What is keeping the economic recession from morphing into a "full-scale" depression is a series of quick, unprecedented action by the Federal Reserve Board to thaw the credit markets, says former Federal Reserve Board Governor Frederic S. Mishkin, now Lerner professor of banking and financial institutions at the graduate school of business at New York City’s Columbia University.
Mishkin, a keynote speaker at ULI’s recent Spring Council Forum, praised the Fed’s actions to shore up the nation’s financial system by pumping capital into institutions and by continuing to lower interest rates.
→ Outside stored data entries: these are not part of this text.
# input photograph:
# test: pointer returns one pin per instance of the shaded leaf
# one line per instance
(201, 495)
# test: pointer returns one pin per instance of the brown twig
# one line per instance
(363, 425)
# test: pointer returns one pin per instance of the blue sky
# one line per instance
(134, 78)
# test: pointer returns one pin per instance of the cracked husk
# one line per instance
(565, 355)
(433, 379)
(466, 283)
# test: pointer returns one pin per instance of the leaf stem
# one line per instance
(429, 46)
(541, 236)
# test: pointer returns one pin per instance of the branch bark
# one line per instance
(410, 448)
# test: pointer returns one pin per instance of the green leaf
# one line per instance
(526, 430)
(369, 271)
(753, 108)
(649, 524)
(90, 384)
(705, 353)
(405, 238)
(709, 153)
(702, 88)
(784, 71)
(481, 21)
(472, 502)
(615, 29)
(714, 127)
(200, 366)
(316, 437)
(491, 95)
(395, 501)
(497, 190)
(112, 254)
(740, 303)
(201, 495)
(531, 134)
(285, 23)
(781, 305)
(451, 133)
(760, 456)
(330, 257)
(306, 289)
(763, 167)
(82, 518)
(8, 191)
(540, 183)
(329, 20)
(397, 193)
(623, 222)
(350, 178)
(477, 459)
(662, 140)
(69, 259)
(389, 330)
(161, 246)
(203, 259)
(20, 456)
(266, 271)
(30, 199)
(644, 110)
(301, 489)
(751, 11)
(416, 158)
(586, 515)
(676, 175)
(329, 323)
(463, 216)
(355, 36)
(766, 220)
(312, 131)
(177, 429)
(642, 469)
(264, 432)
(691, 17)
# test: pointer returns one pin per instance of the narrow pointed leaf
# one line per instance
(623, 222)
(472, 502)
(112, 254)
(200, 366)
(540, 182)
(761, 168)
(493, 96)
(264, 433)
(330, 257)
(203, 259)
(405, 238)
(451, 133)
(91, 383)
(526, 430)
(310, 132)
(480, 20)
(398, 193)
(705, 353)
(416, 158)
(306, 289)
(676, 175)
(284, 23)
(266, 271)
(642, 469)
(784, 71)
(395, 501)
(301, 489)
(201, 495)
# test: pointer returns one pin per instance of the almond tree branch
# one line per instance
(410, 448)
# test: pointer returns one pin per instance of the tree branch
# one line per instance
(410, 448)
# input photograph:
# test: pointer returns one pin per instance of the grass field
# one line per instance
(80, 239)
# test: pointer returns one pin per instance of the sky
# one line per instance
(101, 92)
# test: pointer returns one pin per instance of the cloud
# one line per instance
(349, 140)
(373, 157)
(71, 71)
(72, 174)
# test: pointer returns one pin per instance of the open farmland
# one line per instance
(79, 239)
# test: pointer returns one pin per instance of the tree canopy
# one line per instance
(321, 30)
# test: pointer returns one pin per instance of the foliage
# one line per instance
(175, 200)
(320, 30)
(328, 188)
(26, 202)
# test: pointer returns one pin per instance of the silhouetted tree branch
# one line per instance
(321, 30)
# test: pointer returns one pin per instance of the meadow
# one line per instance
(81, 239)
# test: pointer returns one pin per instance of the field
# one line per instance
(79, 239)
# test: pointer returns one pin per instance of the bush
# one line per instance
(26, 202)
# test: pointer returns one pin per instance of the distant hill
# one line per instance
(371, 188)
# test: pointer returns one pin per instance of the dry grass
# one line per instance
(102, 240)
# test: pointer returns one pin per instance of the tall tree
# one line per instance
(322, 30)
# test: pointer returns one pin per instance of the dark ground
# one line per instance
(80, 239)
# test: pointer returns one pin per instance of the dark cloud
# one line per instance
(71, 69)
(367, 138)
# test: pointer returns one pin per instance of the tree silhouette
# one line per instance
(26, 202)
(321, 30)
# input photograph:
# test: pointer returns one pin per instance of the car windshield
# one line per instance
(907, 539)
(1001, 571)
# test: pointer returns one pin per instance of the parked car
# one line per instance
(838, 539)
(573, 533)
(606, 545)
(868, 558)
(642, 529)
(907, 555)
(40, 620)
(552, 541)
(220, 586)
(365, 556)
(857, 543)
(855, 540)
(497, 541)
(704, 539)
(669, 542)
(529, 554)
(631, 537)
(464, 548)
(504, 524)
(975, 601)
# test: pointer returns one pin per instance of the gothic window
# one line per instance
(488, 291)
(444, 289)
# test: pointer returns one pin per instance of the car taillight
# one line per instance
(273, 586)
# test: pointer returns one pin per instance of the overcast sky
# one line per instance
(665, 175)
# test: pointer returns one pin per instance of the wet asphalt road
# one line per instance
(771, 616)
Had the Fed not 'pushed the envelope' to make capital available, "there would be a global depression," he predicted. "The economy will recover only if the financial systems recover."
According to Mishkin, the economic stimulus package alone will not end the recession, primarily because the number of jobs the package is expected to create--about 2.5 million--will only dent the millions of jobs that have been lost and are continuing to be lost. As a result, more federal intervention is needed, despite the political risk and unwillingness by the U.S. Congress to spend funds on any additional "bailouts," he explained. "The Administration has to reallocate enough resources to fix the financial system. If it (the Obama Administration) does not get this right, it will fail, no matter how good its (domestic) policies are."
In Mishkin’s view, the Obama Administration would be better off forging ahead with steps necessary to restore the credit markets now, rather than getting bogged down in politics while the economy languishes. He described four possible economic scenarios:
The "happy" scenario, in which the recession is deep, but the recovery is quick and significant. This scenario is not likely, he said, due to the severity of the financial crisis.
An economic depression, which "is not out of the realm of possibility," he said, "if more shoes drop (specifically in the form of financial failures)" and further federal intervention is stymied.
The "Japan" scenario, in which monetary policy is not eased consistently, and thus impeding the financial recovery. (This refers to the extremely slow response by Japan’s government to turn around that nation’s financial markets when Japan entered into a recession years ago that lasted for more than a decade.)
A scenario of greatly increased financial regulation that, while perhaps well-intended, is poorly planned and ineffective at stabilizing the financial system, further hampering an economic revival.
Mishkin’s best guess: The nation "will muddle through" and experience a slow recovery. Perhaps the only good news from the recession: 'there have never been more interesting times" for economists, he said.